Uma equipa de investigadores avaliou o impacto da política responsável por reservar 2% de vagas no ensino superior público para os mais carenciados e concluiu que em 2023 apenas 43% dos alunos elegíveis (escalão A do Apoio Social Escolar) concorreu através do novo contingente.
O estudo mostra ainda que quase metade dos colocados (41%) não teria ficado no curso que escolheu se não tivesse ativado este apoio, salienta Pedro Luís Silva, coordenador do estudo divulgado hoje pelo Edulog, da Fundação Belmiro de Azevedo.
Entre os que se candidataram através do contingente especial, 93% conseguiram vaga, uma percentagem que desce para 78% quando se analisa os restantes candidatos elegíveis que não usaram a nova benesse.
O estudo mostra que o programa funciona, mas "lança um aparente quebra-cabeças. Porque é que os alunos não usaram o contingente?", questionou Pedro Luís Silva.
Os investigadores encontraram três possíveis obstáculos: desconhecimento sobre o novo programa, restrições financeiras das famílias e desajustamento entre a oferta de programas no ensino superior e os interesses dos estudantes.
Os mais pobres têm "grandes dificuldades em deslocar-se porque há um grande aumento nas despesas e as bolsas de estudo são relativamente modestas", lembrou Alberto Amaral, membro do Conselho Consultivo do Edulog, defendendo um reforço dos apoios sociais.
Existem muito mais estudantes carenciados a permanecer no mesmo distrito quando transitam para o ensino superior quando comparados com os que têm mais rendimentos, sendo que "em alguns distritos, a percentagem é três a seis vezes superior", lê-se no estudo que mostra que este é um problema que se sente mais entre os alunos de Portalegre, Guarda, Bragança, Viana do Castelo, Leiria e Santarém.
Os elevados custos do alojamento continuam a ser um dos principais motivos que impedem de estudar longe de casa: Os quartos estão cada vez mais caros e em muitos casos os alunos não conseguem que o senhorio passe o recibo exigido para ter apoio estatal, lembrou Alberto Amaral.
A ideia é corroborada por Pedro Luis Silva que lembra que a existência de um contingente "por si só, não faz com que os alunos passem a candidatar a programas seletivos", defendendo um reforço das ajudas financeiras, nomeadamente para despesas de deslocação e alojamento.
Outra das possíveis razões para muitos alunos não terem usado o contingente pode ser o desconhecimento do programa e, por isso, o Edulog recomenda que haja mais divulgação, com vídeos tutoriais para professores e estudantes e "informações mais claras no site da Direção-Geral do Ensino Superior".

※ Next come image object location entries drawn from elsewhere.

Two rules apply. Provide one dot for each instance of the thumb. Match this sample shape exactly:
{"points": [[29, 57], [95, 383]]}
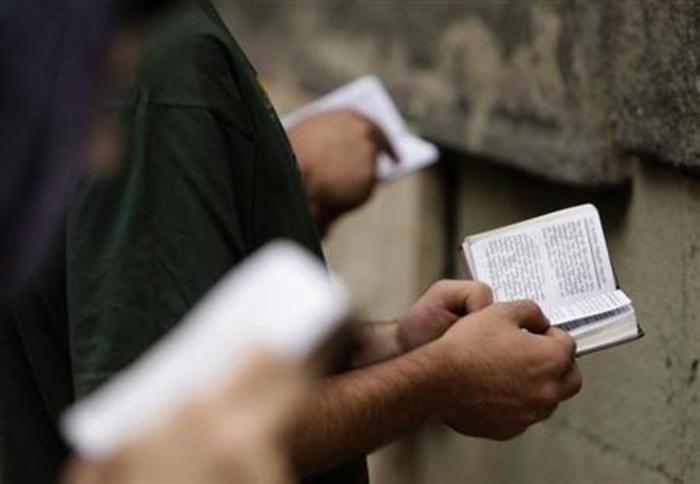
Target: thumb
{"points": [[528, 315]]}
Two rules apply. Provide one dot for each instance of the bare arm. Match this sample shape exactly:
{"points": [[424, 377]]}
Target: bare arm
{"points": [[485, 377], [356, 412]]}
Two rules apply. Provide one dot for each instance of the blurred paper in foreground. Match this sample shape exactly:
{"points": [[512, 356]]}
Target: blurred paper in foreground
{"points": [[368, 97], [281, 299]]}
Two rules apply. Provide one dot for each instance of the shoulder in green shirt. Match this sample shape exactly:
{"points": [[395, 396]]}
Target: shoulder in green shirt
{"points": [[207, 179]]}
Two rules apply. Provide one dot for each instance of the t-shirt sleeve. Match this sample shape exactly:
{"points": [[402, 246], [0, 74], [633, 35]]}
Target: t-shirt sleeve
{"points": [[146, 244]]}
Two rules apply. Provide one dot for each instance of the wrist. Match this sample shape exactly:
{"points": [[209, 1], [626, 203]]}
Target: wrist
{"points": [[438, 380]]}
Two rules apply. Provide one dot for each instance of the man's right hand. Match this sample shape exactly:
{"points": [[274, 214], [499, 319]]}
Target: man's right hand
{"points": [[505, 368]]}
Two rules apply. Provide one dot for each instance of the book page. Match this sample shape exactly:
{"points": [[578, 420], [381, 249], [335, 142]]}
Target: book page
{"points": [[553, 260], [368, 97], [280, 299], [589, 310]]}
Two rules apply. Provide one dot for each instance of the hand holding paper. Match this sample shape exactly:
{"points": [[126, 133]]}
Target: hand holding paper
{"points": [[368, 97], [281, 299]]}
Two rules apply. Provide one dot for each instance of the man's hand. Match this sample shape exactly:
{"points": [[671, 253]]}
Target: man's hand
{"points": [[337, 153], [236, 433], [506, 368], [439, 308]]}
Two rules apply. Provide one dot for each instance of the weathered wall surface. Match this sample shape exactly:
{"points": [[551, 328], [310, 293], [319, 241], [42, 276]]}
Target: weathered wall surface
{"points": [[560, 97], [565, 89]]}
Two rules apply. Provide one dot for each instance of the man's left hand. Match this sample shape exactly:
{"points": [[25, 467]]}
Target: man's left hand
{"points": [[337, 152]]}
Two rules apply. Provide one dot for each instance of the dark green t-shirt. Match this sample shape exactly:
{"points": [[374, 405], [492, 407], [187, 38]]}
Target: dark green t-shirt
{"points": [[209, 177]]}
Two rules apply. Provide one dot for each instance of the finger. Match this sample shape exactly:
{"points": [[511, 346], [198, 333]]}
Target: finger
{"points": [[571, 383], [528, 315], [477, 296], [564, 339], [463, 297]]}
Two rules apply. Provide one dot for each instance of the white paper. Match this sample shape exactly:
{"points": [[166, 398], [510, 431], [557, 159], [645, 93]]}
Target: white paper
{"points": [[368, 97], [554, 261], [281, 299]]}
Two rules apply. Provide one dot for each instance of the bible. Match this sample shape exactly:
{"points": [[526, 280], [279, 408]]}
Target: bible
{"points": [[560, 261]]}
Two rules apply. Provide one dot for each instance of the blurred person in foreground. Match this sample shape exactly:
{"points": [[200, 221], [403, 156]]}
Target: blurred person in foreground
{"points": [[58, 57], [208, 177]]}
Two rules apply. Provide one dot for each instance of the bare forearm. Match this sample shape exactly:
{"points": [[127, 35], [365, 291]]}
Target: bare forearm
{"points": [[378, 342], [356, 412]]}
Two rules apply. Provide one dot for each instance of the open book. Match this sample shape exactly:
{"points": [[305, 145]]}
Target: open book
{"points": [[368, 97], [281, 300], [559, 260]]}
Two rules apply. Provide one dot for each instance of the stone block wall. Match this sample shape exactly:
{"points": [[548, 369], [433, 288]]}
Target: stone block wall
{"points": [[543, 104]]}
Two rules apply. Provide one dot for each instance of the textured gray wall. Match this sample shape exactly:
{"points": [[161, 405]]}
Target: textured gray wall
{"points": [[578, 94]]}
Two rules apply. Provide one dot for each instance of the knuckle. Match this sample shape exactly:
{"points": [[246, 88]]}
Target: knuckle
{"points": [[482, 288], [526, 310], [549, 395], [440, 286]]}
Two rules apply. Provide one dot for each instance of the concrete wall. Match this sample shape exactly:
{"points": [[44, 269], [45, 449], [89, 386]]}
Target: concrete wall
{"points": [[550, 103]]}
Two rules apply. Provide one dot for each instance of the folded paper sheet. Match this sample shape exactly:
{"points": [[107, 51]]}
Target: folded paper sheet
{"points": [[368, 97], [281, 299]]}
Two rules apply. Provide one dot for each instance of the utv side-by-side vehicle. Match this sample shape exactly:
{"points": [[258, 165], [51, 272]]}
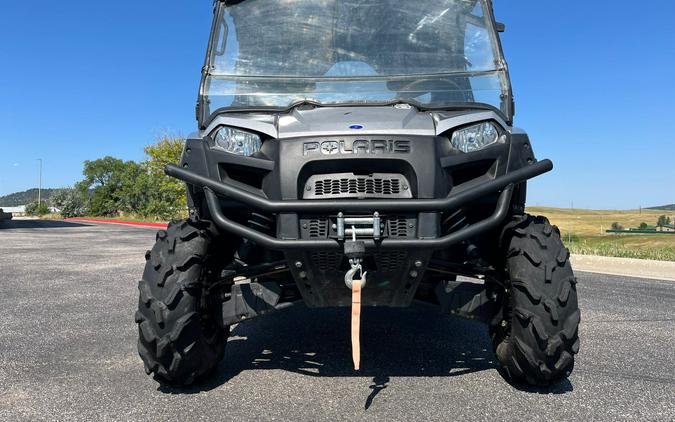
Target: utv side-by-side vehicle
{"points": [[357, 153]]}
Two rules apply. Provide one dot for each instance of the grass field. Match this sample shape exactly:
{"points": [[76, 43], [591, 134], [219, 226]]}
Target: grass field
{"points": [[583, 231]]}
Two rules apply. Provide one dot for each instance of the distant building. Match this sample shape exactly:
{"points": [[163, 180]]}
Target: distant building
{"points": [[666, 228], [15, 211]]}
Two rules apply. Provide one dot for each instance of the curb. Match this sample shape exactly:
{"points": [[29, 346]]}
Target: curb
{"points": [[120, 222], [627, 267]]}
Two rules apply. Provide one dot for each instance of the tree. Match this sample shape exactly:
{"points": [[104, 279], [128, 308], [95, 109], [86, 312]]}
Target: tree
{"points": [[71, 202], [167, 197], [104, 184], [37, 209], [663, 221], [617, 226]]}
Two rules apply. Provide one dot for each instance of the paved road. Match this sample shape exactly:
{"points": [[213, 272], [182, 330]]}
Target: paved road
{"points": [[67, 350]]}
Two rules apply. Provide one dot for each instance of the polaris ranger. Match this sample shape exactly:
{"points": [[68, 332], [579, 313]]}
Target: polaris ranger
{"points": [[357, 153]]}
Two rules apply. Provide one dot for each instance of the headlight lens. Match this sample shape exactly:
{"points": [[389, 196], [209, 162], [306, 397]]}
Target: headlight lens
{"points": [[476, 137], [237, 141]]}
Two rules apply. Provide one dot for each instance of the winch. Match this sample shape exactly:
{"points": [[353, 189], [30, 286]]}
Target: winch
{"points": [[355, 251]]}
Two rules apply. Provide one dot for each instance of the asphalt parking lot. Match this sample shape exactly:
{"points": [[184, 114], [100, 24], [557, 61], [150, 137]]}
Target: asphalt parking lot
{"points": [[68, 349]]}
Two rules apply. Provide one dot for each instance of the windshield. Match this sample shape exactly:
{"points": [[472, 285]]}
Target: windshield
{"points": [[429, 53]]}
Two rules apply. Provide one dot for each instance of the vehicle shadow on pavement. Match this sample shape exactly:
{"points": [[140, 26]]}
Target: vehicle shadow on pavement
{"points": [[39, 224], [414, 342]]}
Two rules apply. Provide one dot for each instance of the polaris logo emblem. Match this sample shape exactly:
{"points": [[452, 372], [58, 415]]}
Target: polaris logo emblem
{"points": [[359, 146]]}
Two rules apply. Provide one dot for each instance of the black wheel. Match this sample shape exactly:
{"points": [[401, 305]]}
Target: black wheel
{"points": [[536, 335], [179, 340]]}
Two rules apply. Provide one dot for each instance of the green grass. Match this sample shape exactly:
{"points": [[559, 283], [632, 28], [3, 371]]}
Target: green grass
{"points": [[583, 231]]}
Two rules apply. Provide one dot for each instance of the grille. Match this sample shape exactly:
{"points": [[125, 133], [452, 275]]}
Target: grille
{"points": [[398, 227], [318, 228], [357, 186]]}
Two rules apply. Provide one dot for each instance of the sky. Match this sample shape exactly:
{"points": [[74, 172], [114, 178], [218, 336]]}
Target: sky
{"points": [[594, 87]]}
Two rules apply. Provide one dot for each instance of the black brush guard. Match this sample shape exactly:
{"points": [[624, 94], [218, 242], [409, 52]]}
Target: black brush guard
{"points": [[503, 184]]}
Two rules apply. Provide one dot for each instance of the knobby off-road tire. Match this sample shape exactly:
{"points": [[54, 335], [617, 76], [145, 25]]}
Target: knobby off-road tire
{"points": [[536, 337], [179, 341]]}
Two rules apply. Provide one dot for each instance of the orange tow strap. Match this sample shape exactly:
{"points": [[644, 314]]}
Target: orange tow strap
{"points": [[356, 324]]}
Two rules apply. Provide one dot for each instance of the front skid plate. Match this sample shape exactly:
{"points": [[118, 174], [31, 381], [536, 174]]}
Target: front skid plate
{"points": [[393, 277]]}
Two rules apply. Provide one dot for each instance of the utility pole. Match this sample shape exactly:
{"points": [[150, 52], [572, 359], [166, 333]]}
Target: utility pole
{"points": [[40, 184]]}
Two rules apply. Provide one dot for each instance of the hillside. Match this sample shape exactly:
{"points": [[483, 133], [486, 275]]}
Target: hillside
{"points": [[22, 198], [670, 207], [584, 232]]}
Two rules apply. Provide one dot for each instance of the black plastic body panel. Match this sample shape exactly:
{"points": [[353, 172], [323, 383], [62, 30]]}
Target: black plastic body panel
{"points": [[489, 183]]}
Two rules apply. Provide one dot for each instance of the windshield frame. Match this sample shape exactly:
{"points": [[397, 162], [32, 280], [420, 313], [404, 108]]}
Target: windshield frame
{"points": [[204, 117]]}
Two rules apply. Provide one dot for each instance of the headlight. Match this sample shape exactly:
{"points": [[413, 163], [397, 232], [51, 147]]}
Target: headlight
{"points": [[475, 137], [237, 141]]}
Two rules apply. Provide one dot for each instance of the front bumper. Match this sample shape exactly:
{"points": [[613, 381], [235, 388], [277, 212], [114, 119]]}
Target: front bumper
{"points": [[221, 188], [203, 170]]}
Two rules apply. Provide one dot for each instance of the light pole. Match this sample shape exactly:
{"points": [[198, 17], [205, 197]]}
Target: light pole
{"points": [[40, 184]]}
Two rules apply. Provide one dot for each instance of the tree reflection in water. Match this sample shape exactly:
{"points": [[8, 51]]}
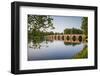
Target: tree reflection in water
{"points": [[37, 42]]}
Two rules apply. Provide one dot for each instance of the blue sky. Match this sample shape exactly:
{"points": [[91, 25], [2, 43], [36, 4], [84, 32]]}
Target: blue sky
{"points": [[62, 22]]}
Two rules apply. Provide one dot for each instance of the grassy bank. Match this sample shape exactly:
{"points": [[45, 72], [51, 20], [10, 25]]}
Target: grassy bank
{"points": [[82, 54]]}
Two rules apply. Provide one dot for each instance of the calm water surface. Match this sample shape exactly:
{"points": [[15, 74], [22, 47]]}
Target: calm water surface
{"points": [[53, 50]]}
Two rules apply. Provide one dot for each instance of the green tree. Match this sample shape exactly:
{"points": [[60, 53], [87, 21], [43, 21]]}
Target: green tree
{"points": [[39, 22], [84, 26]]}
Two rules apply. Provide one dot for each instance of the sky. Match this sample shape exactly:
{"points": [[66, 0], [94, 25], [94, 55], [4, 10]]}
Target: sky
{"points": [[62, 22]]}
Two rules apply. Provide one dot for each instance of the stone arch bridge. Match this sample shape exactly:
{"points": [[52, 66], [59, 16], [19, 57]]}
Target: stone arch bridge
{"points": [[74, 38]]}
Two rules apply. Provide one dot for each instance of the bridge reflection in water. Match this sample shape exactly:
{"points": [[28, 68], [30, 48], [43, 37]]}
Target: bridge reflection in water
{"points": [[70, 38]]}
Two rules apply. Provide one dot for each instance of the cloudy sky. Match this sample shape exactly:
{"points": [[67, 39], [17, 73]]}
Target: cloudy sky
{"points": [[62, 22]]}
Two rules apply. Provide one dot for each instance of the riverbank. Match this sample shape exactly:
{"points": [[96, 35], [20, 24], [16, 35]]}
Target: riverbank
{"points": [[82, 54]]}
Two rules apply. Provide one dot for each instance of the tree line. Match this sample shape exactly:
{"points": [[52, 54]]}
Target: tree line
{"points": [[38, 26]]}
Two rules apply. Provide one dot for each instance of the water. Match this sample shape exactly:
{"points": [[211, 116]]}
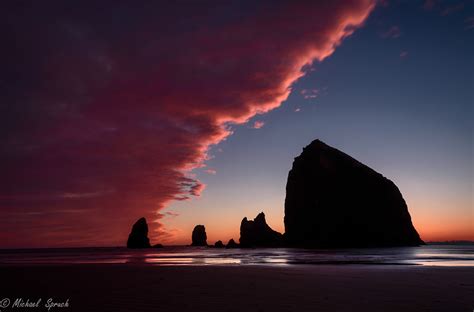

As famílias e alunos da região da Grande Lisboa foram as que menos recorreram ao contingente prioritário, contrastando com as regiões autónomas, onde houve uma participação notavelmente mais elevada.
Para Alberto Amaral, este facto poderá estar relacionado com a maior familiaridade na utilização de contingentes prioritários, uma vez que as escolas das ilhas estão mais habituadas a usar os diferentes contingentes que existem.
A publicação das notas mínimas de entrada para todos os contingentes é outra das propostas dos investigadores.
"Seria muito importante publicar as notas mínimas de entrada não apenas do regime geral de acesso, mas também deste contingente prioritário e de outros. Se calhar os alunos não se candidatam a determinado curso, porque podem pensar que não conseguem entrar em determinado curso, mas com a nota do contingente do ano anterior isso poderia criar um incentivo", defendeu o especialista.
O coordenador lembrou ainda que o atual estudo se focou na questão do acesso, mas que será preciso também avaliar o impacto da medida no futuro destes jovens, nomeadamente no ensino superior e no mercado de trabalho.